This was published 1 year ago
The best gift you can give your children this Christmas? The truth
In this column, we deliver hot (and cold) takes on pop culture, judging whether a subject is overrated or underrated.
By Patrick Lenton
It must be hard to be a parent at Christmas. Not because you have to pay a bunch of money for the latest cool toys (cup and ball? Hoop and stick? A spinning top?). Not because you have to deal with essentially a whole month of red cordial-level excitement. And not because you have to attend the school Christmas concert where dreadful children sing for four hours while your child stands anonymously in the background dressed as a tree.
What must be exhausting for parents is the full roster of LIES they have to maintain for their gormless, perpetually and foolishly trusting children. It seems like it never ends for you folks, you have to move the elf from your shelf every day. But lying about Santa being real – trying to explain why Santa not only came to the family barbeque but smells suspiciously like Uncle Bill (Winnie Blues and bad choices) – is the big one.
Convincing children that Santa is real is so normalised that I don’t think anyone really thinks about it anymore, and in general, I think it’s not just harmless, but also good: I still remember that incomparable feeling of wonder knowing Santa was going to bring me delightful things during the night, and I bless my parents for constructing that joy.
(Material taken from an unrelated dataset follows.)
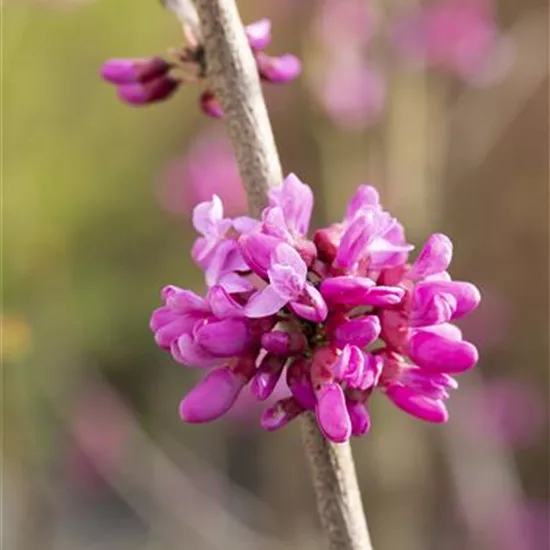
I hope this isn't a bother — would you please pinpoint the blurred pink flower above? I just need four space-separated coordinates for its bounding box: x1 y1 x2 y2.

But, nevertheless, it is lying, and parents seem to have gone mad with power recently.
Lying to children not only seems to ramp up during the festive season, but it has also become something of a trend to prank and bewilder your progeny. If you’re on social media, you would have seen a recent trend where parents show their children a video of a weird spinning gnome and tell them that it was them when they were a baby. Why? It’s hard to tell – but it must be the rather grim pleasure of one-upping a literal infant. Another trend is telling children that if they don’t behave, the Grinch will steal their toys, and then having someone dressed as a Grinch come in and scare the living daylights out of them.
While I do find it somewhat funny watching parents absolutely traumatise their families for social media clout, my instinctive reaction to the majority of these videos is one of distaste. What joy can you really take from pranking a child? Everything’s new to them! They have no reference points to understand why the Grinch breaking into your house is a funny joke and why a Michael Myers serial killer with a machete isn’t. Oh wow, you’ve managed to baffle and scare a tadpole with barely any cognitive development, how clever. My friend’s kid just keeps eating sand, so I don’t think it’s a huge intellectual triumph to convince her an elf lives in her house. It seems to me, and I may be projecting, that these parents dislike their kids and regret their choices, and use the magic of Christmas and Santa as an excuse to get some prank-based revenge.
When I was a kid, I discovered the awful truth about Santa in a relatively dramatic fashion, and I think it shaped who I am today (untrusting and cynical). It started with my sister stealing my advent calendar chocolates and gaslighting me, claiming that I’d already eaten them. Not being too bright myself, I accepted this but much like the dwarves of Moria, she got too greedy, and ate a full week in advance, making me realise something was off. To catch her in the act and save the last and biggest chocolate on the calendar (Christmas Day), I rigged up a complicated series of non-lethal traps around my room. At this point in my life I had been raised on a diet of Enid Blyton novels, so plucky traps were my go-to response to almost any situation. Of course, I woke up late on Christmas Eve to the sight of my dad, blinded by the light of a bunch of flashing toys, assaulted by the sounds of fake mooing cows and ringing Christmas bells, tangled in tripwires, holding a sack full of toys. While I was and still am an idiot in many ways, I was able to make the cognitive leap to realise that my dad was either pretending to be Santa, or had killed jolly St Nick and stolen his sack.
While trapping my father in a web of jerry-rigged toys and sticky tape like a festive spider was an interesting way for the most innocent part of childhood to end, in retrospect I think it was an important lesson for all children to learn. That lesson? That life is full of disappointment, that you should never trust anyone, and that people will always try to take your advent calendar chocolate and only you can stop them. I think telling kids that Santa is a lie might be the ultimate festive prank, yet it is a useful way to teach them how awful the world is (the Tooth Fairy, however, is horribly real and we must give her our teeth, so she doesn’t take them from our sleeping mouths).